Habilitation als intellektuelle Re-Habilitation (Hubertus Buchstein)

Wie eine Habilitationsschrift hinbekommen? Diese Frage ist für jüngere Politikwissenschaftler*innen heute vermutlich genauso schwer zu beantworten, wie vor gut 35 Jahren. Für Rainer war nach dem erfolgreichen Abschluss seiner Dissertation und nach der Mitarbeit in der Vorbereitung des Antrages für das DFG-Schwerpunktprogramm ‘Theorie Politischer Institutionen’ spätestens seit 1987 klar, dass er das Vorhaben ‘Habilitation’ zumindest versuchen wollte. Das ‘Wo?’ war nach der Zusage von Udo Bermbach, ihn an der Universität Hamburg zu unterstützen, schnell klar. Das ‘Wie finanzieren?’ wurde möglich durch seine Anstellung als Wissenschaftlicher Mitarbeiter an der Universität der Bundeswehr in Hamburg. Damit waren die beiden wichtigsten Fragen – “Worüber?” und “Wie krieg ich das hin?” – allerdings noch nicht beantwortet. Und Rainer drückte sich auf immer kreativere Weise darum, diese beiden doch so zentralen Fragen auf eine für ihn schlüssig erscheinende Weise zu beantworten. Stattdessen mäanderte er unermüdlich zwischen immer größer werdenden Bergen an Fachliteratur herum.

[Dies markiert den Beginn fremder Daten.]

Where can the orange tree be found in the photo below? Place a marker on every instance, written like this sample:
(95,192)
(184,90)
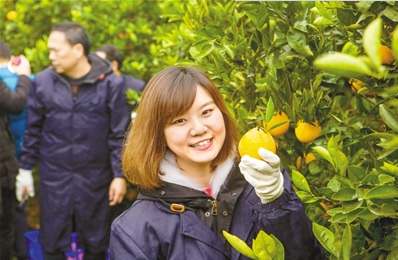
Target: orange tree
(255,51)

Ab 1989 schrieb er in seiner Arbeitszeit in der Lüneburger Wohnung im Keller mit Aussicht im ruhigen Tempo ein Vortragsmanuskript, einen Aufsatz und einen Sammelbandbeitrag nach dem anderen. Geradezu stoisch saß er, zuweilen stundenlang, an Formulierungen und einzelnen Sätzen, bis dabei am Ende ein bis in jedes Detail durchkomponierter Text herauskam, der allein schon wegen seines Schwierigkeitsgrades geradezu einschüchternd wirken konnte.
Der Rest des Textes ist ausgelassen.